Pour donner un exemple très concret de leur intérêt, l’assureur Axa fait un usage simple de cette fonction avec son assurance Fizzy. Si un avion arrive avec plus de deux heures de retard à destination, l’assuré doit toucher une indemnité. Le smart contract scrute alors une base de données renseignant l’heure d’arrivée des avions, et déclenche un paiement quand un retard suffisant est constaté.

Il est toutefois possible de pousser le concept un peu plus loin avec des outils plus complexes. Ainsi est née The DAO, la première Decentralized Autonomous Organization à prendre vie sur la blockchain d’Ethereum. Il s’agit en fait d’un groupement autonome, sans réalité physique ni forme juridique, qui n’existe que par sa présence sur une blockchain.

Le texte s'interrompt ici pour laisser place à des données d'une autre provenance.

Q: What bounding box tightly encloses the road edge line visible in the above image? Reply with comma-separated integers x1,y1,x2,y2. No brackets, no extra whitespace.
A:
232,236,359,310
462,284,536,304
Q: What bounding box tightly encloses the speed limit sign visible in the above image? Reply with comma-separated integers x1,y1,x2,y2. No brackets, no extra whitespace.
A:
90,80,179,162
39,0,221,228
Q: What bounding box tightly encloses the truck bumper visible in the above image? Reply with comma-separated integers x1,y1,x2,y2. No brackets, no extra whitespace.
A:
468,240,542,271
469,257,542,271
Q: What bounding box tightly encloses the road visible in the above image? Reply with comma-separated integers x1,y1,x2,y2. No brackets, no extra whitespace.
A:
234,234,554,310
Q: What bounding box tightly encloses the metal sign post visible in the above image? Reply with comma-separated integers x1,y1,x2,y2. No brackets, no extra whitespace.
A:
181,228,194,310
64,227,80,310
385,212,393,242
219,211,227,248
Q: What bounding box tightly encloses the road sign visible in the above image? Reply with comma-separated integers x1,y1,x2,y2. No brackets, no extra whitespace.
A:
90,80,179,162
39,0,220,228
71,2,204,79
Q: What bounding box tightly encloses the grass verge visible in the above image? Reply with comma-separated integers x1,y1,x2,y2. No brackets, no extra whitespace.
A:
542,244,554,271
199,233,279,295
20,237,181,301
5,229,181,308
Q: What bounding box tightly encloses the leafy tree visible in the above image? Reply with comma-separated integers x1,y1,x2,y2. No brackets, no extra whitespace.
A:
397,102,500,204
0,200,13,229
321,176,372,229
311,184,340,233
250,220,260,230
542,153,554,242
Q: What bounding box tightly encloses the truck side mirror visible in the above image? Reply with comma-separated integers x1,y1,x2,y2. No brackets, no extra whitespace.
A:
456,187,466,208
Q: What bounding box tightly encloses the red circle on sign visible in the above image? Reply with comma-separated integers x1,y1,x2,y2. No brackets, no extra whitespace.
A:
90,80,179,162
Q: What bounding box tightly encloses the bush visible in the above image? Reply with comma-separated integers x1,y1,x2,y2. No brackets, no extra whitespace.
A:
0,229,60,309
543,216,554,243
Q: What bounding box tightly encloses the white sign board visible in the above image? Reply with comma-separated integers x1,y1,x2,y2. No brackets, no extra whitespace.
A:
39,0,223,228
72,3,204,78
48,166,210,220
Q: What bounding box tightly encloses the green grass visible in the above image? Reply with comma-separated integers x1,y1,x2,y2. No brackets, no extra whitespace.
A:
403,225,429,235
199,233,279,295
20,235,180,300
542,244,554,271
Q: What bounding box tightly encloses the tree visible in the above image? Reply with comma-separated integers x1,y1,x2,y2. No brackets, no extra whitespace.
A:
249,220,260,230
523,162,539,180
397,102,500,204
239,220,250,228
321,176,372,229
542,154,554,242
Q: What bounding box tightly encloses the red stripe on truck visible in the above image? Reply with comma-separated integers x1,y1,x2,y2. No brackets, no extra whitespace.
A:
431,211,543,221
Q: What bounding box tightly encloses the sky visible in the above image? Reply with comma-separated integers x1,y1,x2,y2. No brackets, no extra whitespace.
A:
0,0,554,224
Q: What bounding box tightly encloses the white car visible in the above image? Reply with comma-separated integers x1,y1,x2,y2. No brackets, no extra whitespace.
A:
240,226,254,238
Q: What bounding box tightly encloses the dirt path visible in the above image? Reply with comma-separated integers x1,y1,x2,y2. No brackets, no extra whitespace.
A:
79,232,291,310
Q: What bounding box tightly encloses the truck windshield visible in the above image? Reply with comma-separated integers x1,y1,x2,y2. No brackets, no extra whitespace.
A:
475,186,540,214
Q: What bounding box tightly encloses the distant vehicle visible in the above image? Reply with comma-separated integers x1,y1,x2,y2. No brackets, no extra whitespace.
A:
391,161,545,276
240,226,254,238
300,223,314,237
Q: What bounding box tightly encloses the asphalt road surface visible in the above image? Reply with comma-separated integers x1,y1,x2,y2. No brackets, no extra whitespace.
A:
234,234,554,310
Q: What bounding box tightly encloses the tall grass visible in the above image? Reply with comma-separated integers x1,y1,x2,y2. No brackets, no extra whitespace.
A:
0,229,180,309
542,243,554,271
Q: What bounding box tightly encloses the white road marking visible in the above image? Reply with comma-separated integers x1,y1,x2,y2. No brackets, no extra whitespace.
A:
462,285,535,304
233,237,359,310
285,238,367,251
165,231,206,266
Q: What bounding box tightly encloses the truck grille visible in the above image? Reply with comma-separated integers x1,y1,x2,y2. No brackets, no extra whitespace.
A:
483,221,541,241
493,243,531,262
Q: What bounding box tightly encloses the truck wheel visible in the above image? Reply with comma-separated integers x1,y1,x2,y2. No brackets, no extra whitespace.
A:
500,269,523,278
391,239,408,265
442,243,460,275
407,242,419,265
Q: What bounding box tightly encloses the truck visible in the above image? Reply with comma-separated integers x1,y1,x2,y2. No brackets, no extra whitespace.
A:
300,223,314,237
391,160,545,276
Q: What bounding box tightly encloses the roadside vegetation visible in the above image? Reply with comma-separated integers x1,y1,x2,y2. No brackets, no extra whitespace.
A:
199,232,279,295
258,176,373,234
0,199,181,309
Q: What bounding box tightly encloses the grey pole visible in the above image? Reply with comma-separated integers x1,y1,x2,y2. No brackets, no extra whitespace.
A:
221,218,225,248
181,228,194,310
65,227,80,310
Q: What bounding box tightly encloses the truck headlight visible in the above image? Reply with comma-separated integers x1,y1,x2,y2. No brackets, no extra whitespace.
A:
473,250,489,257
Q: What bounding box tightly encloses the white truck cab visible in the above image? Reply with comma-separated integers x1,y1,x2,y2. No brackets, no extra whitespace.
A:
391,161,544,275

Une DAO peut interagir avec le monde extérieur en scellant des smart contracts avec des prestataires tiers. Si une DAO veut se lancer dans la production de planches, il lui suffit de signer un contrat avec un bucheron pour acheter la matière première, un transporteur, et une scierie pour la transformer.

En trois semaines, The DAO (malgré son échec retentissant ensuite) lève ainsi environ 150 millions de dollars au travers d’une ICO d’une autre forme. Cette fois-ci, les participants ne recevaient pas de la crypto-monnaie en échange, mais un jeton, donnant droit à une voix lors des votes organisés par la DAO.

Ces jetons (standardisés) sont alors assimilables aux actions d’une entreprise et peuvent s’échanger en passant par la blockchain d’Ethereum. L’opération dans son ensemble peut quant à elle être vue comme une forme « batarde » d’introduction en bourse, sauf qu’ici les actions ne sont échangeables qu’en passant par une blockchain.

Fonds de placement et produits dérivés…

Le gendarme boursier australien a reconnu d’autres cas de figure, celui de fonds de placement ou de produits financiers dérivés, financés par le biais d’ICO. Le principe de base reste le même que celui décrit ci-dessus, à une différence près : le jeton obtenu ne donne pas nécessairement droit à une voix.

Il s’agit alors de quelque chose que l’on peut assimiler à un actif financier, à ceci près : au lieu d’être inscrit sur votre compte-titres, il se trouve quelque part sur une blockchain, et peut être échangé sur des plateformes dédiées.

La ruée vers l’or

Selon les relevés de nos confrères de CoinDesk, rien qu’au mois de septembre 2017, 537 millions de dollars ont été levés à l’occasion de plusieurs dizaines d’ICO ou encore 134 millions en août, 574 millions en juillet, et même 462 millions en juin.

Depuis le début de l’année, ce sont ainsi 2,1 milliards de dollars qui ont été récoltés, attirant la curiosité des régulateurs financiers du monde entier. Et pour cause, actuellement, peu de nations ont posé de règles claires quant à la gestion des ICO, en résulte une espèce de far-west où le très sérieux se mêle aux initiatives les plus douteuses.

Les autorités de régulation tentent aujourd’hui de prendre le train en marche et de mettre en place un cadre législatif se voulant un peu plus rassurant pour les investisseurs. En attendant, certains pays comme la Corée du Sud ont décidé d’interdire ce type d’opération sur leur territoire.